West Asia tensions may disrupt India’s tyre exports, ATMA says
By Axel Miller | 13 Mar 2026
Summary
Rising geopolitical tensions in West Asia could disrupt India’s tyre exports and increase input and freight costs, according to the Automotive Tyre Manufacturers Association (ATMA).
NEW DELHI, March 13, 2026 — India’s tyre industry has warned that escalating tensions in West Asia may disrupt exports and raise production costs, urging policy support to maintain global competitiveness.
In representations to the Ministry of Commerce and Industry and the Ministry of Petroleum and Natural Gas, ATMA cited shipping disruptions and rising crude prices as key risks to manufacturers.
Export incentive concerns
The industry has sought restoration of full benefits under the Scheme for Remission of Duties and Taxes on Exported Products (RoDTEP), after rates were reduced for several non-agricultural sectors in February.
ATMA Chairman Arun Mammen said higher freight costs and longer transit times have already affected margins on pre-negotiated contracts.
Fuel supply risks
ATMA has also requested that tyre manufacturing be treated as an essential sector under the Natural Gas (Supply Regulation) Order, 2026.
Currently, manufacturing units receive around 80% of typical gas supply, while priority sectors such as household PNG and transport CNG receive full allocation.
Industry representatives say interruptions in gas supply could affect production of key inputs including carbon black and synthetic rubber.
Market exposure and costs
India exports tyres worth roughly $250–260 million annually to West Asia, making the region a key market.

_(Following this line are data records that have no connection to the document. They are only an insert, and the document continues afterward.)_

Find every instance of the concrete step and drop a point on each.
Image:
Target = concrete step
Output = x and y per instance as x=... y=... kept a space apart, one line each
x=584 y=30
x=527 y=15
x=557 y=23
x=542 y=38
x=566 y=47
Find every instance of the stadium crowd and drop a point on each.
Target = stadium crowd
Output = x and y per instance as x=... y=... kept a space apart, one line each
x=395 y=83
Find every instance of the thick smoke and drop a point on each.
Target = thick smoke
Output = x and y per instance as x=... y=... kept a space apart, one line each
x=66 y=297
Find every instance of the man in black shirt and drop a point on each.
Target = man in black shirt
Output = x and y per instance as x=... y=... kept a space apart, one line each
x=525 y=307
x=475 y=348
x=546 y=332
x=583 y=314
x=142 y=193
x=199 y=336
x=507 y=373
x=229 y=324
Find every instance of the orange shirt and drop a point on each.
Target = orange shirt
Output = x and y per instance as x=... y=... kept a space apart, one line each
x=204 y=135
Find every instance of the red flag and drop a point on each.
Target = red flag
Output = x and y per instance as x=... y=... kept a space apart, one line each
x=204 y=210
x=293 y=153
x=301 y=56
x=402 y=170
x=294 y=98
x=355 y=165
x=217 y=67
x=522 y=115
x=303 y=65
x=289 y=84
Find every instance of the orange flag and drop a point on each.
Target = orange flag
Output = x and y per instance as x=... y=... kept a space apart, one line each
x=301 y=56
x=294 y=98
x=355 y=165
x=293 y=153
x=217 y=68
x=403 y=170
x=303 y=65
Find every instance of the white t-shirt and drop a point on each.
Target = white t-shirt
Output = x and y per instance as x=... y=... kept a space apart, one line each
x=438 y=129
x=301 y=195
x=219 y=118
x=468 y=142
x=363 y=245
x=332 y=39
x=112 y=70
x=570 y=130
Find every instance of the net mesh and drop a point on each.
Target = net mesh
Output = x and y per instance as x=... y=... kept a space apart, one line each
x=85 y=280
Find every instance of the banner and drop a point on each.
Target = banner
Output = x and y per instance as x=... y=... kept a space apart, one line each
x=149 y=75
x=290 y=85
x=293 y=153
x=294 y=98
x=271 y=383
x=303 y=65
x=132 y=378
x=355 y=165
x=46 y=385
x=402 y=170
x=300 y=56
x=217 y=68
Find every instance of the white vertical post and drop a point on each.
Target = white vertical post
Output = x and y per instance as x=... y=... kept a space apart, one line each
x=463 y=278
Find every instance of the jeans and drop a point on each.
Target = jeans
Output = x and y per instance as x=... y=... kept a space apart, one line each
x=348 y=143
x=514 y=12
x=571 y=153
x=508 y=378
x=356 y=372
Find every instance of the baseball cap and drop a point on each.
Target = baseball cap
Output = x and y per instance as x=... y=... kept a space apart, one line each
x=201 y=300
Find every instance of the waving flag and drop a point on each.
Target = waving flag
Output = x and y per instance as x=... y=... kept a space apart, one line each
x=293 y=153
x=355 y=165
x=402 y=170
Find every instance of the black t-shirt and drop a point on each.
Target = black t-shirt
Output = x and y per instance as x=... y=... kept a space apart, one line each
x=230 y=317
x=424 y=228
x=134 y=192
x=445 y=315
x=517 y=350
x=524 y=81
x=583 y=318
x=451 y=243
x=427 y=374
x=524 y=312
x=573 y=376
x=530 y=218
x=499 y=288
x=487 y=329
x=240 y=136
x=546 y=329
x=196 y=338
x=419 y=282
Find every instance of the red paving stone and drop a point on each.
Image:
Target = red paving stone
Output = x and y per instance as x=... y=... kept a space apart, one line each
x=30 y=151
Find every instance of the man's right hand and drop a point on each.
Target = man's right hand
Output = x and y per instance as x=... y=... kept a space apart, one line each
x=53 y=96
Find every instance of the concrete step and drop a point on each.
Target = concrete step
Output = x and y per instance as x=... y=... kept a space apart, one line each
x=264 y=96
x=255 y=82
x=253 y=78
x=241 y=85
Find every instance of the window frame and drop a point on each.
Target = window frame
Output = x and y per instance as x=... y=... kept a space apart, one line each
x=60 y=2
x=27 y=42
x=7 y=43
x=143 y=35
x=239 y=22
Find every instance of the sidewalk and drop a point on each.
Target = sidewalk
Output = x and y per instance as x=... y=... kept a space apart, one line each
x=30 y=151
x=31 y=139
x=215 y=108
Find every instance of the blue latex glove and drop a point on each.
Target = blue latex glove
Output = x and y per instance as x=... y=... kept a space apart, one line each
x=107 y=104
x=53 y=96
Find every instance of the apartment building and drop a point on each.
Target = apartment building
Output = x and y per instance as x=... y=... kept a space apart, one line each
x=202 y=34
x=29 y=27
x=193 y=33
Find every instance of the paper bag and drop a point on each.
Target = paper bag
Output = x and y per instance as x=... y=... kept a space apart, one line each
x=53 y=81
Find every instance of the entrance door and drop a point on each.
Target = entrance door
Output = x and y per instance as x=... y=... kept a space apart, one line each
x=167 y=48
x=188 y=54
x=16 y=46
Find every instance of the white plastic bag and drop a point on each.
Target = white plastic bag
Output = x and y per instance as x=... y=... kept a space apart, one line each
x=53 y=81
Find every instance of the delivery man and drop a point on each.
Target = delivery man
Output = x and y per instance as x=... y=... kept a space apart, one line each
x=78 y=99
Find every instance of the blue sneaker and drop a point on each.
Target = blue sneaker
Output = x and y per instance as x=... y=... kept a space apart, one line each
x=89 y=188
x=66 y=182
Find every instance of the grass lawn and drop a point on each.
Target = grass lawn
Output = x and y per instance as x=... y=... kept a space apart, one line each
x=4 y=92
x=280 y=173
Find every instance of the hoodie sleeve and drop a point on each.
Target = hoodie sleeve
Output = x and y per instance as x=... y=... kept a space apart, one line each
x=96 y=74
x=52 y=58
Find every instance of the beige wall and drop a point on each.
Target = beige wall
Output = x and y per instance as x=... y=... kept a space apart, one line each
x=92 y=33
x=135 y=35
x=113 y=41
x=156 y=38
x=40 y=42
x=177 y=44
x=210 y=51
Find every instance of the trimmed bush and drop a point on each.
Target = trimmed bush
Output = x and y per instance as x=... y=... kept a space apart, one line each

With petroleum derivatives accounting for about 60–70% of production costs, manufacturers remain sensitive to crude price volatility. Key inputs such as synthetic rubber, processing oils and nylon tyre cord fabrics have seen price increases in recent weeks.
Why this matters
• Export outlook: Supply disruptions could affect delivery schedules.
• Cost pressures: Raw material volatility may squeeze margins.
• Policy impact: Incentives and fuel allocation remain central concerns.
FAQs
Q1. Why is the tyre industry seeking essential status?
To secure uninterrupted gas supply for production during shortages.
Q2. What changed in export incentives?
RoDTEP benefits were reduced earlier this year for some sectors.
Q3. Why does crude oil matter for tyres?
Petroleum derivatives form a major share of tyre production costs.
Q4. Which routes face disruption?
Shipping challenges around West Asia have increased transit times and freight costs.
Q5. How important is West Asia as a market?
The region accounts for a significant share of India’s tyre exports annually.